In order to more clearly illustrate the technical solutions in the embodiments of the present application, the drawings needed to be used in the description of the embodiments are briefly introduced below, and it is obvious that the drawings in the following description are only some embodiments of the present application, and it is obvious for those skilled in the art to obtain other drawings based on these drawings without creative efforts.

FIG. 1 is a flowchart illustrating an overall method for generating a high-quality image of an anti-net by introducing an auto-supervised multitask training according to an embodiment of the present invention.

FIG. 2 is a flow chart of an image processing module according to an embodiment of the present invention; the method comprises three states of image data, wherein the state 1 is an initial state of the image data in a batch, the state 2 is a state after each image is cut into 4 image blocks, and the state 3 is a state after all the image blocks are randomly disordered, randomly rotated and spliced to obtain a batch of spliced image data.

Fig. 3 is an overall structure diagram of a network model according to an embodiment of the present invention.

Fig. 4 is a block diagram of a generator network according to an embodiment of the present invention.

Fig. 5 is a block diagram of a deconvolution module in a generator network according to an embodiment of the present invention.

Fig. 6 is a structural diagram of a local arbiter network according to an embodiment of the present invention.

Fig. 7 is a structural diagram of a convolution module in the local arbiter according to an embodiment of the present invention.

FIG. 8 is a block diagram of a feature partitioning module according to an embodiment of the present invention.

FIG. 9 is a block diagram of a system for generating a high quality image of an anti-net by introducing an auto-supervised multitask training according to an embodiment of the present invention.

Fig. 10 is a block diagram of an electronic device according to an embodiment of the invention.

Detailed Description

In order to make the technical solutions better understood by those skilled in the art, the technical solutions in the embodiments of the present application will be clearly and completely described below with reference to the drawings in the embodiments of the present application. It is to be understood that the embodiments described are only a few embodiments of the present application and not all embodiments. All other embodiments, which can be derived by a person skilled in the art from the embodiments given herein without making any creative effort, shall fall within the protection scope of the present application.

Reference in the specification to "an embodiment" means that a particular feature, structure, or characteristic described in connection with the embodiment can be included in at least one embodiment of the specification. The appearances of the phrase in various places in the specification are not necessarily all referring to the same embodiment, nor are separate or alternative embodiments mutually exclusive of other embodiments.
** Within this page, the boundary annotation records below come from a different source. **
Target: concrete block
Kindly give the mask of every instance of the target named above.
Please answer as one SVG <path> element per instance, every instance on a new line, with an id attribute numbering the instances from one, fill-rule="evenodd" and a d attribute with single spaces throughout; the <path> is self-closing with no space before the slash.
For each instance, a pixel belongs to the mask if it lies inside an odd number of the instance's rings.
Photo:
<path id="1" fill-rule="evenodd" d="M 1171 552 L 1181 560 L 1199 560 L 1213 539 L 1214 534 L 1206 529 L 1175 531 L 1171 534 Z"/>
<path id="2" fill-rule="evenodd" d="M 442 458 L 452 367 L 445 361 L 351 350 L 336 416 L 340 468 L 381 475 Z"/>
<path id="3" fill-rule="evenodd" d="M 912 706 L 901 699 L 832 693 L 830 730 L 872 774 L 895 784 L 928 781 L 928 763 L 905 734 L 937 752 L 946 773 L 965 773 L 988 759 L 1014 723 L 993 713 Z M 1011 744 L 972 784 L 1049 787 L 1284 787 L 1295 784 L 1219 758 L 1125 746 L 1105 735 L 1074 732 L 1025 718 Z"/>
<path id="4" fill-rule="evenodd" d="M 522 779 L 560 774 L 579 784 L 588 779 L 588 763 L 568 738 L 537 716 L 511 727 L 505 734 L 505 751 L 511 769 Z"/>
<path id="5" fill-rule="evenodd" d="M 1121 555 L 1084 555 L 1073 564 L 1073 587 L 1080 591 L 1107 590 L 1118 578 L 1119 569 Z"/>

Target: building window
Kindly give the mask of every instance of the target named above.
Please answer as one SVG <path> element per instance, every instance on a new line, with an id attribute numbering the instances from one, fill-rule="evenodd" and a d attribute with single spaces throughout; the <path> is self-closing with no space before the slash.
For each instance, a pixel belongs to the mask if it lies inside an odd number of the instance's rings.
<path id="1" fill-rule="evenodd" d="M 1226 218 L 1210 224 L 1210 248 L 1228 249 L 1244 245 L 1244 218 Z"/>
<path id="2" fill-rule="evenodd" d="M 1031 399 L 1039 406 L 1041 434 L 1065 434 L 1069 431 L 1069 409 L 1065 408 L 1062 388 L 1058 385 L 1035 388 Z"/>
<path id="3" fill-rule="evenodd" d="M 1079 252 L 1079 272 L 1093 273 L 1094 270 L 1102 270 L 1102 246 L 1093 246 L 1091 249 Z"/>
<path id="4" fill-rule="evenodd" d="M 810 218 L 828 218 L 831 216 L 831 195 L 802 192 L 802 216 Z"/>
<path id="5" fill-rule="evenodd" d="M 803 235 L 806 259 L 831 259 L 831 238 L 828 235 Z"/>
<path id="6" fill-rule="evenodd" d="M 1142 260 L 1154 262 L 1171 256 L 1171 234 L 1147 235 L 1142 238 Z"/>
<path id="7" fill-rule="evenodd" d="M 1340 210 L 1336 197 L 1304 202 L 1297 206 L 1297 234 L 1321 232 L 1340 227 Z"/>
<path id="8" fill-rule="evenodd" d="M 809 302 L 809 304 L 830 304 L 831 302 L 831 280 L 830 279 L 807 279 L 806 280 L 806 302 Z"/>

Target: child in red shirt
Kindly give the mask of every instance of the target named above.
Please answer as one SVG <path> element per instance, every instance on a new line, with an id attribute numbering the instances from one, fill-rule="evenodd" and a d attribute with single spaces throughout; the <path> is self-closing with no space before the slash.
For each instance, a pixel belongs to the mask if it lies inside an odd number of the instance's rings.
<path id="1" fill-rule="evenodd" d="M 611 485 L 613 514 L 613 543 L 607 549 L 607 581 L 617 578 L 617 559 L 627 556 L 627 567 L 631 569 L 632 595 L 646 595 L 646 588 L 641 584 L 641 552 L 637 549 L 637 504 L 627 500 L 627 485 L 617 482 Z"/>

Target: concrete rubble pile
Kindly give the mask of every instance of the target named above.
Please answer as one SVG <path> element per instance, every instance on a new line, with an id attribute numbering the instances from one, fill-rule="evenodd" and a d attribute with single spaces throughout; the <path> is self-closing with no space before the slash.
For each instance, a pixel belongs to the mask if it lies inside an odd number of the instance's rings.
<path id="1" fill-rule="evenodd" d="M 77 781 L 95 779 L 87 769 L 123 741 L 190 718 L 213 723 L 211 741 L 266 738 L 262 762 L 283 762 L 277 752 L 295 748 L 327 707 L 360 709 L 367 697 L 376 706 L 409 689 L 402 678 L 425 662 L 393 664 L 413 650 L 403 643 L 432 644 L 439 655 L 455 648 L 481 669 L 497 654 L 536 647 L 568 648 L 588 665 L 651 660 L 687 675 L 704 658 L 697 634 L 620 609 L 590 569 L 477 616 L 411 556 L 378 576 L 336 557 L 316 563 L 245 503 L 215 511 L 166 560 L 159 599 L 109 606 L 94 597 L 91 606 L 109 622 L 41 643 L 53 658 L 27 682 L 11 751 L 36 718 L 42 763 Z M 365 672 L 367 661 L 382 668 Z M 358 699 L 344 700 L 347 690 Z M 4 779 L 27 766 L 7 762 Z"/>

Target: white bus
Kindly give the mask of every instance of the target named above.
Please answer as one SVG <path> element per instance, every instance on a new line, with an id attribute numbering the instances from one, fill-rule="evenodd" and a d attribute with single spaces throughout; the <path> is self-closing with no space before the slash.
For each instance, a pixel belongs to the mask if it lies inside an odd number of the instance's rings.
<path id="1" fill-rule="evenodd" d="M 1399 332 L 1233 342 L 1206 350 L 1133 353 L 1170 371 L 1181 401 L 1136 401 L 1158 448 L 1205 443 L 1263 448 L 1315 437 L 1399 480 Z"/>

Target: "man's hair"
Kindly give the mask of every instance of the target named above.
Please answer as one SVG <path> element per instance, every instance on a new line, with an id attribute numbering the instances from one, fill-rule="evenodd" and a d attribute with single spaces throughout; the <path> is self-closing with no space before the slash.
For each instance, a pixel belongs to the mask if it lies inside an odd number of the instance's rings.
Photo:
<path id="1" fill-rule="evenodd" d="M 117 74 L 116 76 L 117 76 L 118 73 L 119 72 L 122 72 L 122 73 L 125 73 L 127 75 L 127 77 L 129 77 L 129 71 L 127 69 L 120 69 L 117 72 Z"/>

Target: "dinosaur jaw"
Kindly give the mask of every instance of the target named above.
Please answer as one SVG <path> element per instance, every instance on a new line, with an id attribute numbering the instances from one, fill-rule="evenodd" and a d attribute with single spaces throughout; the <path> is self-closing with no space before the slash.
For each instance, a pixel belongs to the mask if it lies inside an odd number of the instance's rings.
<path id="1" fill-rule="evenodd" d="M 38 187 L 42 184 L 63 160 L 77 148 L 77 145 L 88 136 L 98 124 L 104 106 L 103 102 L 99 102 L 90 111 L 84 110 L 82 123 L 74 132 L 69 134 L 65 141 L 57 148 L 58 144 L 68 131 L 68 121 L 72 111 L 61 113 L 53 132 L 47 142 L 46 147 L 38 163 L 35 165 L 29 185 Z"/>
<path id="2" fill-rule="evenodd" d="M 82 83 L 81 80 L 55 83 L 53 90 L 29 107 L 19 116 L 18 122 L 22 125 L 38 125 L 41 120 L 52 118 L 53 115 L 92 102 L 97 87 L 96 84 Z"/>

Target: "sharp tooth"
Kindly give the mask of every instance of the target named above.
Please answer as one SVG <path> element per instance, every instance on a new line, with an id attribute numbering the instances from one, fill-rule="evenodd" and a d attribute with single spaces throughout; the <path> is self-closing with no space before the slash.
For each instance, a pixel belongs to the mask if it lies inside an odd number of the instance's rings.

It is explicitly and implicitly understood by one skilled in the art that the embodiments described herein can be combined with other embodiments.

Referring to fig. 1, the embodiment provides a method for generating a high-quality image of an anti-network by introducing an auto-supervised multitask training, including the following steps:

s1, preparing a training data set comprising an original image data set and a spliced image data set;

furthermore, the original image data set is used as an input of a countertraining branch, and public data sets of Cifar-10, CelebA, ImageNet 32X 32, STL-10 and the like are obtained as the original image data set of the method through a network search engine.

Further, the stitched image data set is used as an input of an auto-supervised compound task branch, and is obtained by performing a certain processing on the original image data set, and the processing flow refers to fig. 2. Firstly, cutting 4 image blocks with a certain side length overlapping rate omega of 0.4 from the upper left area, the upper right area, the lower left area and the lower right area of each image for an original image in a batch, then randomly disordering the image blocks, carrying out one-time rotation transformation, randomly selecting a rotation angle from a set R (0 degrees, 90 degrees, 180 degrees and 270 degrees), adjusting the size of the image blocks by using a bilinear interpolation method to enable the side length of the image blocks to be equal to half of the side length of the original image, and finally splicing the image blocks by taking 4 image blocks as a group to obtain a batch of spliced images with the same size as the original image, namely obtaining a required spliced image data set.

S2, designing a compound task, wherein the compound task is used for constructing a powerful supervision signal for the training process of the network;

further, in order to fully utilize the information of the image, the present embodiment designs a composite task including three sub-tasks, which are respectively a rotation prediction task, a position prediction task, and a common feature extraction task, wherein the first two tasks are designed based on intra-image information, and the third task is designed based on inter-image information.

Furthermore, the rotation prediction task uses the rotation information of the image block to construct a pseudo label l_r，l_rE {0 °, 90 °, 180 °, 270 ° }, which requires the network to correctly determine the rotation labels corresponding to the 4 image blocks included in the stitched image. The network can only successfully accomplish this task if the structural information in the image blocks is well understood.

Furthermore, the position prediction task utilizes the position information of the image block in the original image to construct a pseudo label l_l，l_lAnd e is left-up, right-up, left-down and right-down, and the task requires the network to correctly judge the original position labels corresponding to the 4 image blocks contained in the spliced image. Specifically, in the manufactureWhen the image data sets are spliced, image blocks are obtained by cutting four areas, namely the upper left area, the upper right area, the lower left area and the lower right area of the original image, so that each image block corresponds to a position label in the original image, and a network can correctly predict the position labels of the image blocks only by better understanding the image blocks and the structural characteristics of the original image.

Furthermore, the common feature extraction task utilizes information among different images and requires a network to extract common features among homologous image blocks. Defining 4 image blocks cut out from the same original image as homologous image blocks, and the feature with high similarity between the image blocks is a common feature, wherein the task is characterized in that: the 4 homologous image blocks jointly form an original image with complete semantics, and a certain overlapping area exists between the homologous image blocks, so that some common features exist between the homologous image blocks, and the common features can help the network to correctly distinguish the homologous image blocks from the non-homologous image blocks, so that in the process of completing the task, the extraction capability of the network on the common features is continuously enhanced, and the network is helped to learn representative features in the image.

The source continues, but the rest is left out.